Learning to Purify Noisy Labels via Meta Soft Label Corrector
This work addresses the challenge of noisy labels in deep learning, which is a critical issue for practitioners in fields like computer vision and natural language processing, by providing an adaptive, model-agnostic solution that improves over existing incremental label correction strategies.
The paper tackles the problem of deep neural networks overfitting to training data with noisy labels by proposing a meta-learning model that automatically corrects labels using meta-gradient descent, eliminating the need for pre-defined rules or manual hyper-parameters. It demonstrates superior performance in synthetic and real-world noisy label scenarios compared to state-of-the-art methods.

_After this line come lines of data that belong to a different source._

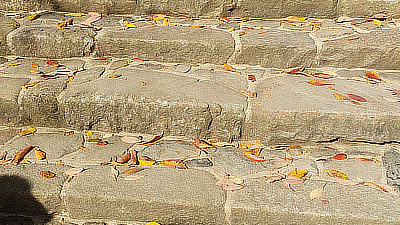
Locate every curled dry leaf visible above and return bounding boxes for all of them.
[216,180,243,191]
[332,153,347,160]
[121,168,144,175]
[325,169,349,180]
[64,168,85,176]
[35,149,46,160]
[39,171,56,178]
[13,146,35,164]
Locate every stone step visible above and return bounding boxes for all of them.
[0,0,400,18]
[0,127,400,225]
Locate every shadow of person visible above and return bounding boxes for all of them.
[0,175,52,225]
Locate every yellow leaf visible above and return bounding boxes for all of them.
[287,168,308,178]
[163,19,169,27]
[39,171,56,178]
[333,94,348,100]
[19,127,36,135]
[372,19,382,26]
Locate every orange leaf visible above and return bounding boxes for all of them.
[39,171,56,178]
[333,94,348,100]
[325,170,349,180]
[13,146,35,164]
[159,159,186,169]
[287,168,308,178]
[288,66,305,74]
[224,63,236,72]
[243,152,265,162]
[121,168,144,175]
[194,138,213,149]
[35,149,46,160]
[46,59,60,67]
[140,133,164,146]
[332,153,347,160]
[364,71,381,80]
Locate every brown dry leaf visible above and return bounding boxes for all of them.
[333,94,349,100]
[35,149,46,160]
[121,168,144,175]
[159,159,186,169]
[64,168,85,176]
[46,59,60,67]
[216,180,243,191]
[110,166,119,181]
[13,146,35,164]
[286,168,308,178]
[332,153,347,160]
[140,133,164,146]
[39,171,56,178]
[325,169,349,180]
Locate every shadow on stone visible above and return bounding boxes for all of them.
[0,176,53,225]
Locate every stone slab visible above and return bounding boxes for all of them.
[0,164,70,216]
[96,26,234,64]
[320,29,400,70]
[63,166,225,224]
[1,133,84,161]
[228,178,400,224]
[7,26,95,58]
[233,29,317,68]
[60,68,247,140]
[243,74,400,144]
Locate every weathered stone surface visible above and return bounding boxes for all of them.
[7,26,95,58]
[0,77,29,126]
[60,68,247,140]
[18,78,67,127]
[320,29,400,70]
[243,74,400,144]
[96,26,234,63]
[338,0,400,18]
[0,13,19,55]
[233,29,317,68]
[233,0,337,18]
[1,133,84,161]
[64,166,225,224]
[0,164,69,215]
[228,179,400,224]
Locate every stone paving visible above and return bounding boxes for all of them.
[0,8,400,225]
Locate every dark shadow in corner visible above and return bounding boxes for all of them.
[0,175,53,225]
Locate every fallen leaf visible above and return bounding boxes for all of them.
[110,166,119,181]
[310,183,327,200]
[39,171,56,178]
[216,180,243,191]
[288,66,305,74]
[283,16,307,23]
[325,169,349,180]
[281,176,304,185]
[64,168,85,176]
[364,71,381,81]
[346,94,367,102]
[138,156,156,166]
[333,94,348,100]
[124,174,147,181]
[159,159,186,169]
[224,63,236,72]
[13,146,35,164]
[332,153,347,160]
[94,56,111,60]
[35,148,46,160]
[121,168,144,175]
[286,168,308,178]
[121,136,142,144]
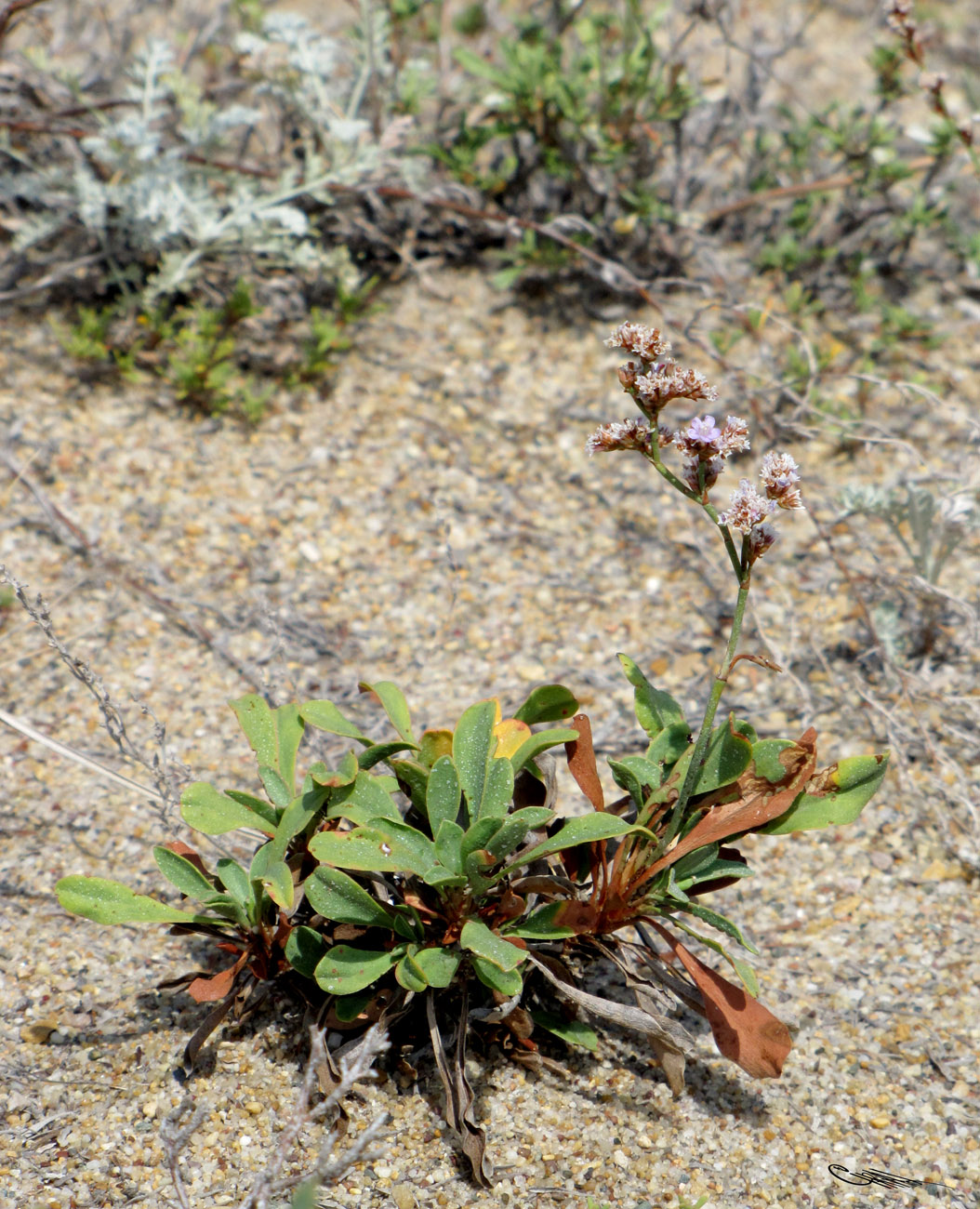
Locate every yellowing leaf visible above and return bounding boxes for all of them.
[493,706,531,759]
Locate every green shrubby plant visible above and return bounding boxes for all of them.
[57,324,886,1182]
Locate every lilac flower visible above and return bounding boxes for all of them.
[585,418,650,457]
[605,323,670,362]
[718,479,775,533]
[759,454,805,508]
[677,416,722,457]
[674,416,749,462]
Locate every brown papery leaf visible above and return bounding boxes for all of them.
[187,952,247,1003]
[650,920,793,1079]
[642,726,817,882]
[564,713,605,810]
[425,988,493,1189]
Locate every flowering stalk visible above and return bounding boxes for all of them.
[586,323,803,859]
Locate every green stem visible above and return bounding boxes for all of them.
[661,567,751,846]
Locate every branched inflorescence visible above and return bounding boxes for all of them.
[586,323,803,569]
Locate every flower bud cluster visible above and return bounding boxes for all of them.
[586,324,807,563]
[718,454,805,563]
[605,323,718,418]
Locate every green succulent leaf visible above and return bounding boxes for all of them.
[395,952,429,995]
[415,948,463,987]
[669,844,751,890]
[425,756,463,836]
[481,806,555,861]
[459,919,527,970]
[646,722,695,768]
[215,856,254,907]
[670,915,759,999]
[606,756,646,810]
[153,846,215,902]
[618,654,686,738]
[418,730,453,768]
[310,749,360,790]
[229,693,279,768]
[391,759,429,815]
[751,738,796,785]
[678,720,753,794]
[180,781,275,835]
[54,875,206,923]
[326,773,401,823]
[223,790,279,834]
[672,901,759,962]
[285,923,327,978]
[759,752,888,835]
[453,701,505,823]
[435,818,465,874]
[508,726,579,774]
[273,781,330,859]
[460,818,504,862]
[310,818,436,877]
[531,1011,600,1053]
[470,758,513,819]
[249,841,295,910]
[303,865,411,936]
[470,956,524,999]
[299,701,374,747]
[358,738,418,769]
[334,990,375,1023]
[314,944,404,995]
[521,810,642,865]
[422,865,467,890]
[358,681,416,747]
[513,684,579,726]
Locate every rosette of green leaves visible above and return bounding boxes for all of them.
[298,685,629,1019]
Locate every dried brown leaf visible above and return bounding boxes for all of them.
[564,713,605,810]
[654,923,793,1079]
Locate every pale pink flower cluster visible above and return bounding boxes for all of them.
[718,454,805,563]
[633,360,718,414]
[759,454,805,508]
[585,418,650,457]
[605,323,670,362]
[718,479,775,533]
[673,416,749,492]
[882,0,919,37]
[586,326,807,563]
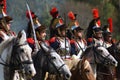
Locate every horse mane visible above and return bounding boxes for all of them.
[82,45,94,58]
[0,37,15,54]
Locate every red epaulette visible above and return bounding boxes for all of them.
[87,38,93,43]
[49,37,56,43]
[112,39,117,43]
[27,38,35,44]
[45,40,50,46]
[70,40,75,44]
[82,39,87,45]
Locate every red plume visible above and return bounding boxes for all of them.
[50,7,58,17]
[68,11,75,20]
[108,18,113,32]
[0,0,6,14]
[3,0,7,13]
[26,11,36,19]
[97,20,101,27]
[92,8,99,19]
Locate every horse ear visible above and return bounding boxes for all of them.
[17,30,26,44]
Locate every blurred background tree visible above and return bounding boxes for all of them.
[7,0,120,40]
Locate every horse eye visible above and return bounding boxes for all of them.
[99,50,103,53]
[20,49,24,52]
[52,57,56,60]
[85,69,90,73]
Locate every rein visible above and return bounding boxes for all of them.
[93,47,110,64]
[0,42,33,67]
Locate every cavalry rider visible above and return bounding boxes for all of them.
[87,26,104,47]
[86,8,101,39]
[49,19,71,58]
[68,11,87,58]
[27,25,49,54]
[0,1,16,43]
[67,11,79,39]
[103,18,116,48]
[70,26,87,58]
[26,11,41,38]
[49,7,61,38]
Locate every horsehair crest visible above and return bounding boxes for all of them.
[0,37,14,55]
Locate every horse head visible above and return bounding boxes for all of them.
[10,31,36,77]
[34,43,71,79]
[93,46,118,67]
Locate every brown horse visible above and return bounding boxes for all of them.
[47,56,96,80]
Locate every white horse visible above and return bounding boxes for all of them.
[83,46,118,77]
[33,43,71,80]
[0,31,36,80]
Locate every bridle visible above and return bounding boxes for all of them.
[9,42,33,70]
[45,49,65,74]
[93,46,110,65]
[0,42,33,70]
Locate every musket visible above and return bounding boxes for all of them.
[26,3,40,51]
[0,5,10,35]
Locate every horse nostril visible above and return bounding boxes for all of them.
[113,61,116,64]
[66,74,70,78]
[29,70,32,74]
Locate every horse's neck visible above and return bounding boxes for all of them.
[0,38,12,80]
[33,51,48,80]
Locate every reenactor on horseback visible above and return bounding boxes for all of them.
[49,19,71,58]
[87,26,104,47]
[86,8,101,39]
[49,7,61,38]
[26,11,41,38]
[0,0,16,43]
[68,12,87,58]
[103,18,116,48]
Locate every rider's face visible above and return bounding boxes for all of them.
[39,30,46,40]
[95,32,102,38]
[61,30,66,37]
[6,23,11,30]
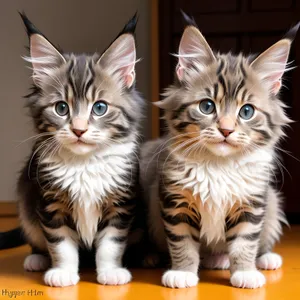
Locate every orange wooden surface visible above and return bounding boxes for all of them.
[0,218,300,300]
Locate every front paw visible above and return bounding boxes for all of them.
[44,268,79,287]
[97,268,132,285]
[230,270,266,289]
[162,270,199,288]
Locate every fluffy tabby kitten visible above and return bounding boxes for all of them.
[18,14,142,287]
[141,18,298,288]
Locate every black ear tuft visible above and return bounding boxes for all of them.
[19,12,43,37]
[119,12,138,36]
[283,22,300,41]
[181,10,198,28]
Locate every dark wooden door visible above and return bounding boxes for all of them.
[159,0,300,223]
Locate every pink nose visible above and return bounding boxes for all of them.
[219,128,234,137]
[73,129,86,137]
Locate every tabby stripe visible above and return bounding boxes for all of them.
[43,231,64,244]
[242,89,248,101]
[233,79,245,98]
[205,88,212,97]
[217,58,225,76]
[240,61,247,79]
[218,75,226,94]
[162,213,200,230]
[165,228,186,242]
[226,212,263,231]
[226,232,260,243]
[214,83,219,99]
[252,127,271,140]
[111,236,127,243]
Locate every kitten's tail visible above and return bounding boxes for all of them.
[0,227,26,250]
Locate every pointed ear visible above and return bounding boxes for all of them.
[98,14,137,88]
[176,25,215,81]
[251,23,300,95]
[20,13,66,84]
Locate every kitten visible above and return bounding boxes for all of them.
[140,17,299,288]
[18,14,143,287]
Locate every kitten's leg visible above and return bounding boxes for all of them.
[201,241,230,270]
[24,247,51,272]
[162,193,200,288]
[44,226,79,287]
[226,206,265,289]
[96,200,132,285]
[256,188,287,270]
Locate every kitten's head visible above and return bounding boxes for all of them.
[21,14,141,155]
[157,15,299,157]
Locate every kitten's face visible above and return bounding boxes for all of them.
[31,55,135,154]
[23,16,141,155]
[158,27,290,157]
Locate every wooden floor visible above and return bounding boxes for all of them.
[0,218,300,300]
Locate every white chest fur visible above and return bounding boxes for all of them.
[43,143,134,246]
[174,151,272,243]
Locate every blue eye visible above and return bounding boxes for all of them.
[239,104,255,120]
[199,100,216,115]
[55,101,69,116]
[92,101,108,116]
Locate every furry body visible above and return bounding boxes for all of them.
[18,15,143,286]
[141,17,298,288]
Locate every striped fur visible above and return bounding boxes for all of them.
[140,19,298,288]
[18,15,143,286]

Recent deep neural networks (DNNs) can easily overfit to biased training data with noisy labels. Label correction strategy is commonly used to alleviate this issue by designing a method to identity suspected noisy labels and then correct them. Current approaches to correcting corrupted labels usually need certain pre-defined label correction rules or manually preset hyper-parameters. These fixed settings make it hard to apply in practice since the accurate label correction usually related with the concrete problem, training data and the temporal information hidden in dynamic iterations of training process. To address this issue, we propose a meta-learning model which could estimate soft labels through meta-gradient descent step under the guidance of noise-free meta data. By viewing the label correction procedure as a meta-process and using a meta-learner to automatically correct labels, we could adaptively obtain rectified soft labels iteratively according to current training problems without manually preset hyper-parameters. Besides, our method is model-agnostic and we can combine it with any other existing model with ease. Comprehensive experiments substantiate the superiority of our method in both synthetic and real-world problems with noisy labels compared with current SOTA label correction strategies.